Guidare un team, gestire grandi campioni, far emergere talenti. Risultati che parlano da soli: 6 Giri d’Italia, 3 Tour de France, 1 Vuelta a España, 1 Campionato del Mondo, un numero significativo di Campionati Italiani…
Marco Pantani, Vincenzo Nibali, Alberto Contador, Fabio Aru, Alexander Vinokourov, solo per citarne alcuni dei grandi campioni che hanno alzato le braccia al cielo seguendo i consigli, le strategie e le tattiche del tecnico italiano.
Martino, gestire un team è come guidare un’azienda?

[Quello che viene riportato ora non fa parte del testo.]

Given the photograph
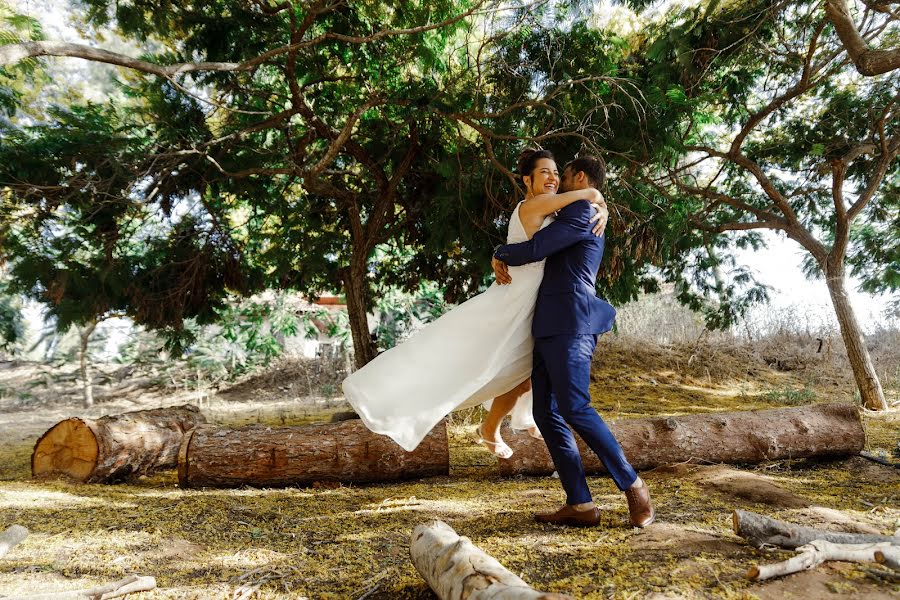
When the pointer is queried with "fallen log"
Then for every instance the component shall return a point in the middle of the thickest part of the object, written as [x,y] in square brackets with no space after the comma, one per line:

Gli elementi e gli strumenti nella mani di un direttore sportivo hanno attinenze estremamente simili alla normale gestione d’impresa.
Budget e previsioni di spesa, obiettivi da raggiungere, stakeholder da coinvolgere e risorse umane da motivare, formare e guidare verso gli obiettivi, competenze da valutare e ruoli da assegnare, e alla fine di ogni stagione un bilancio da presentare agli investitori per convincerli a supportare ancora il team.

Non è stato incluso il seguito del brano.